On May 7, 2020, the Massachusetts Cannabis Control Commission (CCC) began requiring licensees to submit an Agent COVID-19 Report Form within 24 hours after becoming aware of "any instance of an employee work-related illness resulting in a confirmed COVID-19 (Coronavirus) case." The term "work-related illness" doesn't appear in the state's cannabis regulations, but under OSHA an illness is work-related "if an event or exposure in the work environment either caused or contributed to the resulting condition or significantly aggravated a pre-existing... illness." (OSHA Standard No. 1904.5) (emphasis supplied). Likewise, the term "work-related disease" is defined in Massachusetts Department of Public Health Regulations as a "disease or condition which is believed to be caused or aggravated by conditions in the individual's workplace." (105 CMR 300.020) (emphasis supplied). In other words, for an illness to be "work-related" under state or federal safety regulations, the workplace must cause or contribute to it. I wrote a blog summarizing OSHA Guidance on this topic in May of 2020 that you can find here.


The CCC just redefined what "work-related illness" means.

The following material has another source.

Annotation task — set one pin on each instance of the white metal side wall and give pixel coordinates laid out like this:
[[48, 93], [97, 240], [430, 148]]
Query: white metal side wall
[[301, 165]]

On January 19, 2021, the CCC published a bulletin on Agent COVID-19 reporting requirements, stating that it "has learned that licensees are unclear about the meaning of 'employee work-related illness' for purposes of reporting agents who have tested positive for COVID-19. Licensees are advised that the term 'work-related illness' means an illness that affects an employee or workplace, or that poses a risk of transmission between employees or within the workplace. The phrase 'work-related illness' does not mean 'work-caused illness.'" (emphasis supplied). For the CCC to characterize licensees who have been interpreting the term "work-related illness" consistent with longstanding state and federal safety regulations as being unclear about the meaning of the term is unfair. The more likely explanation is that CCC staff didn't sufficiently consider what the term "work-related illness" means when they drafted the Agent COVID-19 Report Form. If the CCC intended from the outset to require licensees to report any COVID-19 illness discovered in the workplace, regardless of whether the illness was "work-related" (as that term is universally understood in the workplace safety industry), they could and should have just said so. And if the CCC now intends to clarify COVID-19 reporting requirements, they should have simply changed the Agent COVID-19 Report Form by replacing "work-related illness" with "illness discovered in the workplace." They haven't. If this seems like an unfairly picky criticism, keep in mind that the state's cannabis regulations now stretch into the hundreds of pages and licensees are expected to comply with all of them, as well as with myriad other directives like the one concerning Agent COVID-19 reporting "to the letter." The consequences for failing to do so can be severe. Challenging the CCC's misuse of a well-established, commonly understood safety industry term in a way that is likely to confuse licensees should be expected.


At any rate, licensees should now be aware of how the CCC has redefined "work-related illness" for Agent COVID-19 reporting purposes. Hopefully, licensees who relied upon industry standard definitions until now will not be unfairly penalized for doing so.